Who blinked first? Was it an intentional “advisory” sent to the media (which perhaps tax officials hoped would immediately reach the company) to also quickly collect whatever Megaworld owed the BIR?

Whatever it was, company sources tell us that the issue was about an audit of sales revenues—an audit that hadn’t been conducted yet. No formal notice was also served on Megaworld, insiders said. There’s also a lingering question of whether the company is, in fact, under the jurisdiction of the BIR office in question, we hear.


Incidentally, word on the street is that BIR’s Pagulayan is retiring next month.

—Ben O. de Vera, Miguel R. Camus and Daxim L. Lucas

‘Legacy brand’ takeover

The pandemic has forced many businesses to streamline operations in the last two years. But not businessman Lester Yu, whose kiosk chain operator Fruitas Holdings Inc. saw an opportunity to expand its food and beverage offerings as households prioritize spending for essential items.

During this challenging period, Fruitas has taken the merger and acquisition (M&A) route three times so far.

In February 2020, before the hard lockdowns, Fruitas acquired Soy Kingdom Inc., owner of The Tofu Store, which has been rebranded to Soy&Bean, to cater to those looking for healthy food options.

To ramp up its delivery channel, CocoDelivery Inc. was acquired in March 2020.

In June 2021, it acquired Balai Pandesal, which offers traditional pan de sal alongside cake, bread spreads, taho and ice cream. This is the business that Yu has lined up for a stock market debut.

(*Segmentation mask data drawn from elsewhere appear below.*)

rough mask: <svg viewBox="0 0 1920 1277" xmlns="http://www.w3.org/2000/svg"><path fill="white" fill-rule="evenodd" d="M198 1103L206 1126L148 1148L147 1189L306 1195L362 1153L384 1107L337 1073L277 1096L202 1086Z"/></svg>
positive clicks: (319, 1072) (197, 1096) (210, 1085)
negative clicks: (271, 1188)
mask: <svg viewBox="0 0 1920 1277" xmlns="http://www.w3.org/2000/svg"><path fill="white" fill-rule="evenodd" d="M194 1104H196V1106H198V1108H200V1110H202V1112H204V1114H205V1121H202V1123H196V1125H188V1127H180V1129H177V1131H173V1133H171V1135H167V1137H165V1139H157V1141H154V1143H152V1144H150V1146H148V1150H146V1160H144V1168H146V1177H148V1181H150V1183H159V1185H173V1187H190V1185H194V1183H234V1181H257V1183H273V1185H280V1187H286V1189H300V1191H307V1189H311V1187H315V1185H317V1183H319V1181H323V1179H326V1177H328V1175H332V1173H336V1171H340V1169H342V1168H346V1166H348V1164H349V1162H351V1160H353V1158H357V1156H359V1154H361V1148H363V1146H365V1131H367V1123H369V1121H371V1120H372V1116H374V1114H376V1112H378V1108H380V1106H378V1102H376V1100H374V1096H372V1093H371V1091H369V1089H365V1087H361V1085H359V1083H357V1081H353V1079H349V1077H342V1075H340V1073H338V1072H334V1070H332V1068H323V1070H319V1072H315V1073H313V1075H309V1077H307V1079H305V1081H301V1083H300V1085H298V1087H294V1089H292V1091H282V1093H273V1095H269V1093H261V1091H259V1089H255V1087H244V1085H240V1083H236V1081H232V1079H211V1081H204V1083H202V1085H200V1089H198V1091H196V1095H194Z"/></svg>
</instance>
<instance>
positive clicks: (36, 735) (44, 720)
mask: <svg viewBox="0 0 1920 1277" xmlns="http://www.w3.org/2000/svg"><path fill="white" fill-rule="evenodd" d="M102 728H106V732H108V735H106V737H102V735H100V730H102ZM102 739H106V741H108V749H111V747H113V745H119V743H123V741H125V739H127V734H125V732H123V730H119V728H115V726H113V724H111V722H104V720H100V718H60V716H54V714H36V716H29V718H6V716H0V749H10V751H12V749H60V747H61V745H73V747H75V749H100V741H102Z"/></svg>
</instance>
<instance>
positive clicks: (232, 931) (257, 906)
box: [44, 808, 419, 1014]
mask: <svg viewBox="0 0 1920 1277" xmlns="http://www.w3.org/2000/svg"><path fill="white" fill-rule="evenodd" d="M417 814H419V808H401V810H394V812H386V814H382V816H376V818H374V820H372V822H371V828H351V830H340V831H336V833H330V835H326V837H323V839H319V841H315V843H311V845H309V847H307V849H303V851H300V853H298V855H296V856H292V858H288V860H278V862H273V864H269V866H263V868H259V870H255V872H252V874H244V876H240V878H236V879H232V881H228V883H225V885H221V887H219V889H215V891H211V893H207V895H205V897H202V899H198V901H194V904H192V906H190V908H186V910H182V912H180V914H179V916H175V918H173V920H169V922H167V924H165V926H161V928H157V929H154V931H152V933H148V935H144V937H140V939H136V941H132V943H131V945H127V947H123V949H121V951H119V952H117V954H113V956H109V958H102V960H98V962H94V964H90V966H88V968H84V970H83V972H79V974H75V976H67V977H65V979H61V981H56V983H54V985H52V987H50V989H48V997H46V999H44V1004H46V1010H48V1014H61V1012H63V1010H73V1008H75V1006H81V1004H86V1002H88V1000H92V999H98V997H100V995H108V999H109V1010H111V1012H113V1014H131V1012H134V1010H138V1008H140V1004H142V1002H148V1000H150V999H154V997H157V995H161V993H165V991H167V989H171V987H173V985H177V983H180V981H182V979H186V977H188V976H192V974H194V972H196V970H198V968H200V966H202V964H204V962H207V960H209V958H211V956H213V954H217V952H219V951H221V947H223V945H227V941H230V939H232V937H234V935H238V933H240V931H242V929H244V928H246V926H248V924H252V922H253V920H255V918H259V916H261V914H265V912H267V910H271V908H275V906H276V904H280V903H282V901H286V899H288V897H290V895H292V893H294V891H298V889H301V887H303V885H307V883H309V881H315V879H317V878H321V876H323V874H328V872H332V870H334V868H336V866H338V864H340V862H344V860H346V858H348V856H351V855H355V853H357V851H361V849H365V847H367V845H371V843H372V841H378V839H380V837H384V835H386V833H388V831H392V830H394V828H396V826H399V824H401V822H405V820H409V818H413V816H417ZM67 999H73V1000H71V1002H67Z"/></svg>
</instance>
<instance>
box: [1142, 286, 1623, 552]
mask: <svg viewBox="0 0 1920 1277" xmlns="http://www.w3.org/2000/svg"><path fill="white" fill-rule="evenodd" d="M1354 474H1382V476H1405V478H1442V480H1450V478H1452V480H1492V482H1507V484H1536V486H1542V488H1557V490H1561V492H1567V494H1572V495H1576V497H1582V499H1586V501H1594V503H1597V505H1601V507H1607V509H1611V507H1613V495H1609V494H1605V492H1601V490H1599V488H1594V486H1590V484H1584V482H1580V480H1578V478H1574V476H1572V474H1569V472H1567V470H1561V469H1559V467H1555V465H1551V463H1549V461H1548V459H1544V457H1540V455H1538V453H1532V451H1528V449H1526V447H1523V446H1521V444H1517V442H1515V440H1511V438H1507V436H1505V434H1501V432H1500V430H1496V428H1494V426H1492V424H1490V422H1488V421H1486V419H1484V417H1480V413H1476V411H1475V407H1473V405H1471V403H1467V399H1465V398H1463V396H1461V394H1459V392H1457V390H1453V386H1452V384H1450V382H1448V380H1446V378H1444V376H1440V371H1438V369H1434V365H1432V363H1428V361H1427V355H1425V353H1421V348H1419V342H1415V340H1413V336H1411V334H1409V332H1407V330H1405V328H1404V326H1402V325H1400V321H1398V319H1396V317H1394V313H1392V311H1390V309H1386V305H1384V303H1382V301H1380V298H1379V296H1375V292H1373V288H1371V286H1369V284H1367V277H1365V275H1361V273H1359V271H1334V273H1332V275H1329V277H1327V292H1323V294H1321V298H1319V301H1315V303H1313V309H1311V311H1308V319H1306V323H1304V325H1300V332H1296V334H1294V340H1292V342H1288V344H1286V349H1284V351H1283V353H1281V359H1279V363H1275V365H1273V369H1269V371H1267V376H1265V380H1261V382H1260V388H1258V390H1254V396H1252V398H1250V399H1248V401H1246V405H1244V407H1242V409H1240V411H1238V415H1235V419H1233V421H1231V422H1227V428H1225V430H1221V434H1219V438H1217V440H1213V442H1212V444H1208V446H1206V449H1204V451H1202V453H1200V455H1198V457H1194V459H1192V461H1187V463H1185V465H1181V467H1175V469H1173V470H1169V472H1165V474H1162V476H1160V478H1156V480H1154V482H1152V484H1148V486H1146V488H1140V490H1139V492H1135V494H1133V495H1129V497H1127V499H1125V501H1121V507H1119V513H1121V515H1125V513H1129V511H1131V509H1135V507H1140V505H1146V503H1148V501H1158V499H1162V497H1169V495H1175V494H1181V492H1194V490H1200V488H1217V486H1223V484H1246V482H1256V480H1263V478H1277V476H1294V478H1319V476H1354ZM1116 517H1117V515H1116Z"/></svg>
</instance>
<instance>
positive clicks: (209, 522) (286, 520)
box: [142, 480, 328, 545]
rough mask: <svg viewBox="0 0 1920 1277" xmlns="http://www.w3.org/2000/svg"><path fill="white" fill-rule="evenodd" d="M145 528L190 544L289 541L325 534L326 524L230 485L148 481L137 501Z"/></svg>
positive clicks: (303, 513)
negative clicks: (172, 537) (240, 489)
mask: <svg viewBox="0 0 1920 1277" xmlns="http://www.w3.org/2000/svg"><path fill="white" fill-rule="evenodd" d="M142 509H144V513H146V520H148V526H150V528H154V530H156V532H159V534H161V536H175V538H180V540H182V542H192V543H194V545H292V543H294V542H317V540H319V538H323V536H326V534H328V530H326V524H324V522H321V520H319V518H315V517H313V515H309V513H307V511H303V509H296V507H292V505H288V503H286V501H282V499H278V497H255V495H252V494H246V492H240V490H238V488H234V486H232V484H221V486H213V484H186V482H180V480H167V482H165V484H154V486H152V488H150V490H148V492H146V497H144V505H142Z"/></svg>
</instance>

It earlier aborted plans to diversify into the health-care segment (through the acquisition of Surehealth Multi-Specialty and Diagnostic Clinic Corp.), as the group heeded market feedback that it must stick to core businesses.

According to the reliable grapevine, Fruitas is now preparing for its fourth pandemic M&A. It is a food business that will offer dine-in and allied services to institutional customers. From what we hear, this is an Asian dining concept and a “legacy brand” at that.

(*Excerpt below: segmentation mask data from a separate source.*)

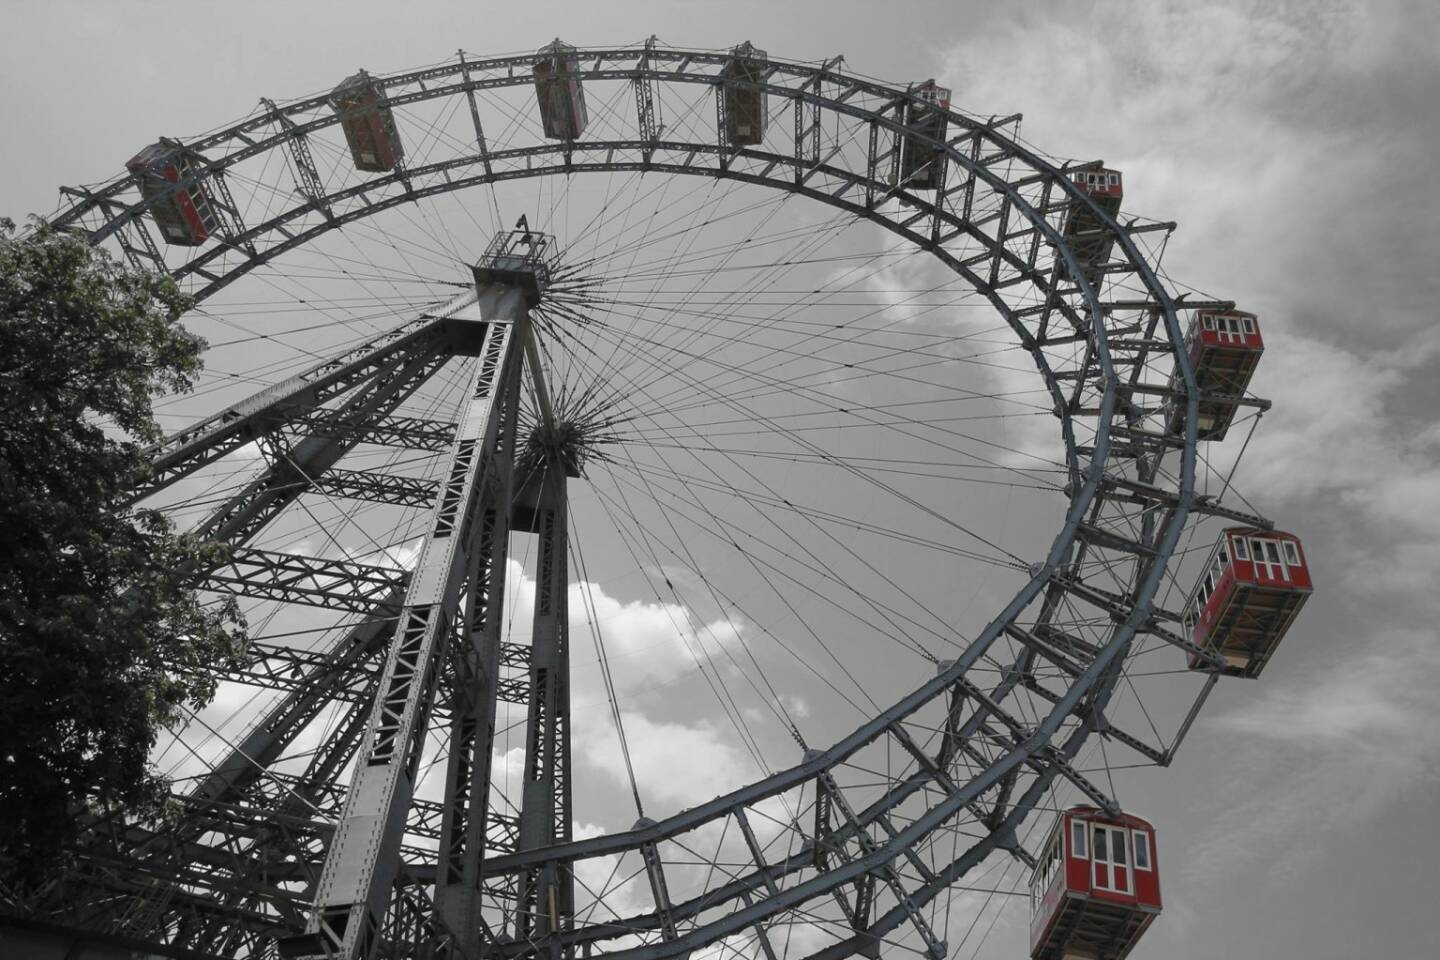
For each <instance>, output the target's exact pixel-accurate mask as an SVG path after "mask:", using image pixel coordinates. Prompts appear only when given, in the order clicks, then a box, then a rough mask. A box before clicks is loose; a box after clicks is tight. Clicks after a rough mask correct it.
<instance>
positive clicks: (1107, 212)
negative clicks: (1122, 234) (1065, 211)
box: [1058, 167, 1125, 286]
mask: <svg viewBox="0 0 1440 960" xmlns="http://www.w3.org/2000/svg"><path fill="white" fill-rule="evenodd" d="M1070 178H1071V180H1073V181H1074V184H1076V186H1077V187H1080V190H1081V191H1083V193H1084V194H1086V196H1089V197H1090V200H1093V201H1094V204H1096V206H1097V207H1100V209H1102V210H1104V212H1106V213H1107V214H1110V217H1116V216H1119V214H1120V200H1122V197H1125V178H1123V177H1122V176H1120V171H1119V170H1107V168H1104V167H1100V168H1099V170H1077V171H1076V173H1073V174H1070ZM1060 235H1061V236H1063V237H1064V240H1066V245H1067V246H1068V248H1070V249H1071V250H1073V252H1074V255H1076V259H1077V261H1080V269H1081V271H1083V272H1084V275H1086V279H1089V281H1090V285H1092V286H1096V285H1099V282H1100V278H1102V272H1100V268H1102V266H1103V265H1104V263H1106V262H1109V259H1110V248H1112V246H1113V245H1115V240H1113V239H1112V236H1110V232H1109V229H1106V226H1104V223H1103V222H1102V220H1100V219H1099V217H1097V216H1096V214H1094V212H1093V210H1092V209H1090V207H1089V206H1087V204H1079V203H1076V204H1071V207H1070V210H1068V212H1067V213H1066V219H1064V223H1063V225H1061V227H1060ZM1058 268H1060V276H1063V278H1068V276H1070V271H1068V269H1067V268H1066V262H1064V261H1060V262H1058Z"/></svg>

As Winston Churchill said after World War II: “Never let a good crisis go to waste.”

—Doris Dumlao-Abadilla


ING has appointed veteran banker Jun Palanca—who is returning to the Philippines (and to ING) after spending over 20 years in Singapore and Hong Kong—to lead its wholesale banking business effective May 16.

A banking veteran with close to 30 years of experience, Palanca had worked at Citibank Philippines from 1993 to 1995 before joining ING’s project finance team in 1996.

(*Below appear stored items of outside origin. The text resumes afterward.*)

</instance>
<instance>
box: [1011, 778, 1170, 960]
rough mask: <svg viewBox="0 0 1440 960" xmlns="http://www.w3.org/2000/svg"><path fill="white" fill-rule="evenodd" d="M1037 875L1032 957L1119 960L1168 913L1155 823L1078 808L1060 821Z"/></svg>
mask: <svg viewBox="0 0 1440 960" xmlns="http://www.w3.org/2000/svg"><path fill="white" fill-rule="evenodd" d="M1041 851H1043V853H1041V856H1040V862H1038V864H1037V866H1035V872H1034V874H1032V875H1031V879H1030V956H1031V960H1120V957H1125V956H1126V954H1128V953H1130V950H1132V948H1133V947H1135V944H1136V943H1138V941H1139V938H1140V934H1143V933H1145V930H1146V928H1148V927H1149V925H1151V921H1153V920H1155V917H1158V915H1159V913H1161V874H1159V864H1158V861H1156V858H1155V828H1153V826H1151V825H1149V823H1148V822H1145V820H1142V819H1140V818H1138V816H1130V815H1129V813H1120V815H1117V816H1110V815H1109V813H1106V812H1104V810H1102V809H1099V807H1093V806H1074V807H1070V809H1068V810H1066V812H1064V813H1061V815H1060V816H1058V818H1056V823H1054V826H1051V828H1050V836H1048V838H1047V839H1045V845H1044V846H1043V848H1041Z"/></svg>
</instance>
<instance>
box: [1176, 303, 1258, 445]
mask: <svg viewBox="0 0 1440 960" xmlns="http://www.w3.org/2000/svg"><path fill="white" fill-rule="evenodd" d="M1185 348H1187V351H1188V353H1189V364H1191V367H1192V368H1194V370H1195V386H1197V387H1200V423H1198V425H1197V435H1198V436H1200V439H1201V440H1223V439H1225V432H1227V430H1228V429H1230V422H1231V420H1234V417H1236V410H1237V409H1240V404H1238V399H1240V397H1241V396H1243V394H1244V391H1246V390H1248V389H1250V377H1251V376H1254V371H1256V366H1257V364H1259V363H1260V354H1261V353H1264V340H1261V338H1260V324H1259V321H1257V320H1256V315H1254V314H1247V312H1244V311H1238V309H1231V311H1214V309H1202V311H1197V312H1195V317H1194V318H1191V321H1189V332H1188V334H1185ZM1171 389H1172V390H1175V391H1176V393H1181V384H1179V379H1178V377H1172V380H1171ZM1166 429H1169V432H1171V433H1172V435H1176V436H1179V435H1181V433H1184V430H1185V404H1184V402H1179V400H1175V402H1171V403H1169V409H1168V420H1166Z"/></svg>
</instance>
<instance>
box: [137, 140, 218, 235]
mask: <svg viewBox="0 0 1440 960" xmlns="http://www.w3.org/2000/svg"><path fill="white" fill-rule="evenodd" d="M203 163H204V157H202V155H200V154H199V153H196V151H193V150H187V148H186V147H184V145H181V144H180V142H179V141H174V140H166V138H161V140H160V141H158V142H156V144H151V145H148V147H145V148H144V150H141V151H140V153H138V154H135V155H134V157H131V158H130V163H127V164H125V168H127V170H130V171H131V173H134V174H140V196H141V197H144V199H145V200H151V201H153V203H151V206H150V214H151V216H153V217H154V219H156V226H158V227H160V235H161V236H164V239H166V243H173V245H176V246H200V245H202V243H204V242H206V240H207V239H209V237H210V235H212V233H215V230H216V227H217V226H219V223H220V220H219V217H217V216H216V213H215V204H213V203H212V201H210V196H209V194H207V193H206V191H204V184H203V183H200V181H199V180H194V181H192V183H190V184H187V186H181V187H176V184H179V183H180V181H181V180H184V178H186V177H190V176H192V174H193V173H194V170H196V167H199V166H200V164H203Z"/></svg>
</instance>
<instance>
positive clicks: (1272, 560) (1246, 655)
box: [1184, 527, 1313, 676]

He was with ING for 10 years and was director of loan syndications for Asia before moving to Merrill Lynch in 2006. In 2010, he joined Sumitomo Mitsui Banking Corp. and, in 2016, became its regional head of loans distribution for Asia and head of structured credit distribution.

“We are excited to welcome Mr. Palanca back to ING and to the Philippines. With such a broad experience across corporate and investment banking in Asia-Pacific, we have no doubt that he will be able to lead the team in offering product and financing solutions that meet the growing needs of our clients,” said ING country head and managing director Hans Sicat.

Palanca will report to Sicat and Anju Abrol, ING’s head of wholesale banking for the Asia-Pacific. “With a solid history in the Philippines that goes back to 1990, ING has a strong position in the country’s M&A, corporate advisory and capital markets. As head of WB Philippines, Mr. Palanca will be responsible for continuing our business momentum by executing the pillars of our Asia-Pacific strategy to leverage ING’s global network, deepen our client relationships and strengthen our position as the ‘go-to bank’ for sustainable finance,” said Abrol.